Leading abortion charity BPAS takes legal action to make early abortion at home as straightforward and as safe as possible for UK women. BPAS today announced a High Court challenge to secure an updated interpretation of the 1967 Abortion Act that would allow the home-administration of medication prescribed for early medical abortion (EMA). The case, which is being contested by the Department of Health, will be heard on January 28, 2011. BPAS believes the current interpretation of the act as applied by the DH is not in keeping with the intentions of parliament when it passed the original legislation, which were to ensure abortion was provided safely.
EMA, which typically involves taking two sets of medication 24-48 hours apart to induce a miscarriage, is increasingly requested by UK women seeking abortion in the first nine weeks of pregnancy, with more than 70,000 such treatments in 2009.1
The Abortion Act 1967 (amended 1990) stipulates that “any treatment for the termination of pregnancy” must be carried out in a hospital or clinic. Currently this is interpreted by the DH as meaning that all EMA medication must be both prescribed and administered on licensed abortion premises. This means women must make separate trips to a clinic to obtain each drug, which must then be taken on the spot, before travelling home. In other countries, including the US, France and Sweden, the second medication is issued to women on their first visit with instructions for use at home.
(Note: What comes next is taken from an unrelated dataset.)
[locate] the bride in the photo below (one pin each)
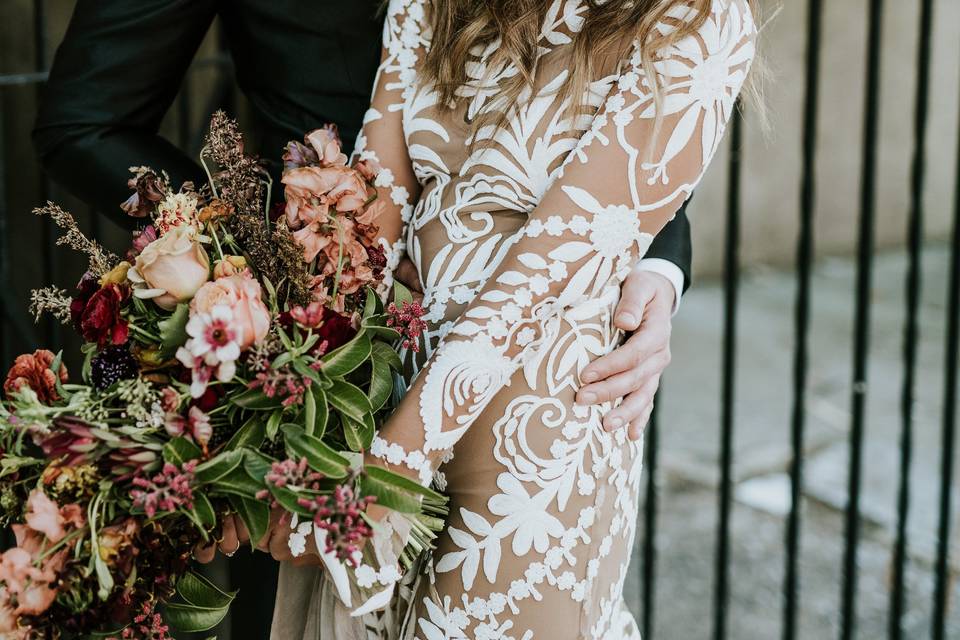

The 2007 report by the House of Commons Science and Technology Committee on developments relating to the Abortion Act noted that there was “no evidence relating to safety, effectiveness or patient acceptability” that should stop legislation allowing the second medication to be taken at home.  Indeed women who have suffered an early “missed” miscarriage are given the same medication to take at home in recognition of the fact that at such a sensitive time it is preferable for a woman to be in the comfort and privacy of her own surroundings.
BPAS believes the law could be interpreted differently to allow some of the abortion medication that has been prescribed and issued in a clinic to be administered by a woman at home, provided she has received careful instructions, has appropriate support, and chooses to do this.
Allowing home-administration of misoprostol, the medication needed to complete the abortion, eliminates a women’s understandable anxiety that she will experience cramping and bleeding on her way home. This is a particular concern among those who have come some distance or used public transport, with many women travelling more than an hour to access the service and some more than three. The clinically unnecessary appointment for the second medication is often an inconvenient and stressful extra burden for those juggling work and childcare, and allowing home-use would enable a woman to take the medication at a time that most suited her and the needs of her family. For disadvantaged or younger women simply finding additional travel funds to attend an extra appointment can prove a hardship.
Ann Furedi, BPAS Chief Executive said:
“We are asking for a Court Declaration that, in Early Medical Abortion, treatment should be defined as the prescribing and issuing of the necessary drugs, but not necessarily administration. This would be a definition in keeping with almost every other area of medical practice. The first medication would still be taken in the clinic, but the second could be taken at home, just as it is in other countries where this method is available.
“Abortion services must comply with the law. But, within that, they should be shaped by best clinical practice. It is wrong to compromise women’s care through unnecessary restrictions imposed by officials who fear criticism from those who oppose abortion in principle. Where abortion is legal, it is our job to make sure women do not suffer unnecessary anxiety or discomfort. “Health officials say we cannot offer the service that our clinicians consider best for women under the current law. Our legal advice is that this is wrong, and that is why we are seeking a High Court judgment. A small, sensible change in the interpretation of the law would mean a huge difference for women’s experience.”
Commenting on the delivery of EMA internationally, Dr Kelly Culwell, Senior Abortion Adviser at International Planned Parenthood Federation (IPPF) said:
“The real advantage of medical abortion is its ability to increase access to safe abortion services and allow women greater autonomy and privacy than they might have during surgical abortion. Home-use has been adopted, and has become routine, in such diverse settings as India, Ethiopia, North Korea, France and the United States. Given the published research on this topic and extensive experience in developed and developing countries, there is no medical reason for opposition to home use of misoprostol for early first trimester medical abortion.”